I know a girl whose thoughts masquerade as gilded golden trophies, hiding doubt and angry rabble crossing ‘cross her splintered mind. I don’t know her mind at all, and yet I know so much; the rest I fabricate. I don’t know when I hurt her and when I do I can’t retract the words because I don’t know which of them sting, hidden barbs so clear to all the rest.
I love this girl.
And after all these years she remains a clear-cut enigma, my projections falsifying her reality. I forget she has weaknesses, so much do I aspire to what she does, what she says. I don’t understand how someone so incredible can see such warped reflections of themselves, so much so that I, I pose a threat. Lash back, I think. Hurt me like I hurt you. I wouldn’t know what to expect.
Dear, refuse my words. Craft yourself a vessel of barb-proof determinism and push off, sail away. I want your words and mind spread before me, but if I can’t carve a space for myself without cutting too deep when my knife slips sideways, push me out.

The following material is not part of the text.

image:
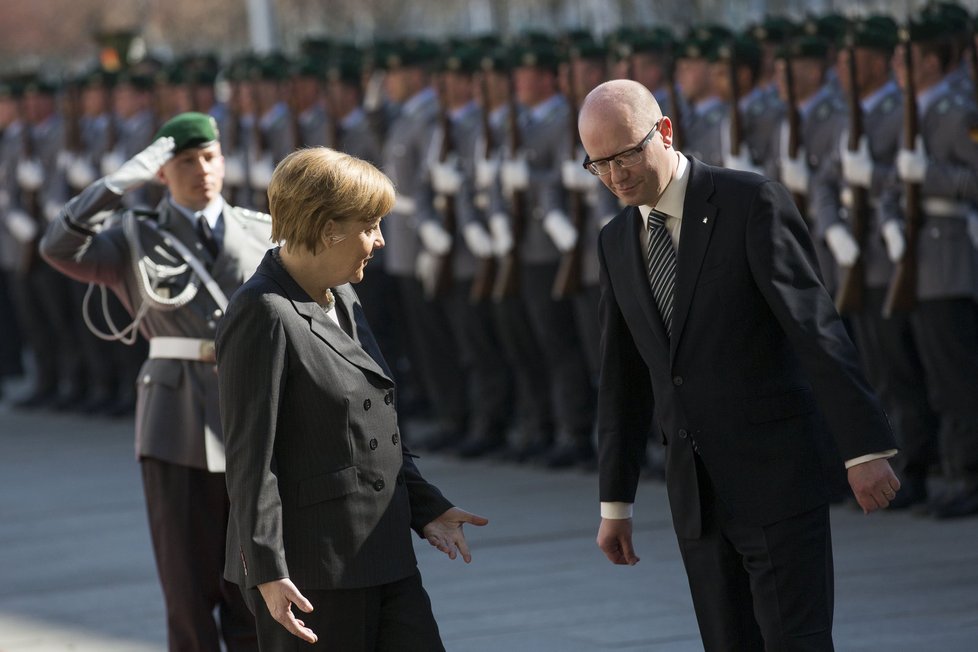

I never thought I was the stronger one. You were always the brighter light, I only tagged along. And to hear that all along you saw me as brighter? My mind reels. I don’t understand. I can’t be who I am without you, because you define me. Every shared tryst, every joke, every silent moment we’ve built together is the foundation of who I am. You have given me so much strength, and now I only hope you’ll let me try to give some back.
But if I ever become an enemy, cut me down.